Le rouge, même si dans le blanc, que je bois de plus en plus, je retrouve une grande précision, je pense qu’on lit davantage le terroir dans les rouges, notamment grâce aux tannins, qui traduisent la façon dont la vigne est allée puiser ce que la terre lui a donné.
La mascotte des cépages ?
Le cabernet franc, car c’est le père de tous les cépages bordelais. Il a engendré des enfants bien plus populaires que lui, notamment le cabernet sauvignon et le merlot, mais il a l’avantage d’être cash, et de proposer une diversité gigantesque. C’est une véritable population.
Votre cuvée fétiche ?
Je suis un très grand amateur de Mas Jullien (en appellation Terrasses du Larzac, NDLR), qui est un vin d’une précision redoutable, et notamment la cuvée Autour de Jonquières.
Votre millésime favori ?
2018, qui est l’un des Cheval les plus spectaculaires.
À qui ressemble votre vin ?
À Chopin, pour l’universalité, l’émotion, l’intemporalité et le classicisme. Son premier concert a lieu à Paris en 1832, qui est l’année de constitution du domaine dans sa configuration actuelle.
Quelle est la meilleure façon de le déguster ?
Avec des gens sympathiques. C’est un vin tellement complexe. Un grand vin ne se déguste pas pour ce qu’il est, mais parce qu’il peut susciter des conversations géniales.

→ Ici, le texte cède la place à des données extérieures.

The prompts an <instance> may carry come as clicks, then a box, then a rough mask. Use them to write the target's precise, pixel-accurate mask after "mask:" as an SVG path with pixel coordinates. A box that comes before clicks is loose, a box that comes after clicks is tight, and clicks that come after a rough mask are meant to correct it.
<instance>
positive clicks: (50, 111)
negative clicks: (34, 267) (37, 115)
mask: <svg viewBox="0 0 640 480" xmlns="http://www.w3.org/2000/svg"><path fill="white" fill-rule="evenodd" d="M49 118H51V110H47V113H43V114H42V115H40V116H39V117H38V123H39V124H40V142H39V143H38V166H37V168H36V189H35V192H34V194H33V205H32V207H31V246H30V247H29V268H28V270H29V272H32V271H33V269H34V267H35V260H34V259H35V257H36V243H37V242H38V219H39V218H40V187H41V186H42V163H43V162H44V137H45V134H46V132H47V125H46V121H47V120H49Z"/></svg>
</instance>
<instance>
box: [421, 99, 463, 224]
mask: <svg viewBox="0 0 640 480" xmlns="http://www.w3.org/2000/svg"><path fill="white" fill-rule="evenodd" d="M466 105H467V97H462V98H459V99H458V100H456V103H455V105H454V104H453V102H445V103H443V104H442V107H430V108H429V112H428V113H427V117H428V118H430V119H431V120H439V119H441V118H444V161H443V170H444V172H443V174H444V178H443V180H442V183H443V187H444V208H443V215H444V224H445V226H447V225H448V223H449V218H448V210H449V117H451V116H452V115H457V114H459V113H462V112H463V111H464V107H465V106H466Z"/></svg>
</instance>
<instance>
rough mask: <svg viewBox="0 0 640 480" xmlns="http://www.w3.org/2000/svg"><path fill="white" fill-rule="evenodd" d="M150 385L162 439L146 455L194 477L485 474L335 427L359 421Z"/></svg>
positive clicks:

Avez-vous déjà pensé à vous doper ? Ou à doper votre vin ?
Non, jamais, c’est justement l’une des choses les plus importantes : on s’interdit la modification de nos raisins. Traduire un terroir, ce n’est pas bouleverser son équilibre naturel. On apprend en vieillissant qu’il faut en faire le moins possible.
Qui est votre adversaire le plus redoutable ?
Le climat, et ce n’est qu’un début. C’est un adversaire de plus en plus dur, et si l’on gagne encore aujourd’hui, je ne suis pas sûr que l’on gagne encore demain.
Quelle est la compétition que vous redoutez le plus ?
La mise en bouteille. C’est le dernier moment où l’on voit nos vins. À partir de là, ils ne nous appartiennent plus. Suite à cela, je n’ai pas plus de compétences qu’un collectionneur. Je sais analyser nos vins dans leur construction.
Quel est votre plus beau trophée ?
Avoir fait entendre qu’il y avait un débat autre dans le monde du vin que le bio et la biodynamie. Il faut comprendre la vie de son sol, le besoin de chasser la monoculture pour ramener de la diversité. C’est l’avenir de la viticulture, mais aussi de l’humanité. Je suis fier d’avoir pu apporter ma pierre à l’édifice, en dépassant les chapelles et les clochers. Ce n’est pas encore une victoire, mais un démarrage.
Qui serait votre successeur idéal sur le podium ?
Je ne sais pas encore, peut-être un futur ancien stagiaire. J’aimerais que ce soit une femme, car ce serait une première. Bien que l’on ne soit pas dans un vignoble familial, nos propriétaires ont une vision très familiale du domaine, et la notion de transmission est essentielle.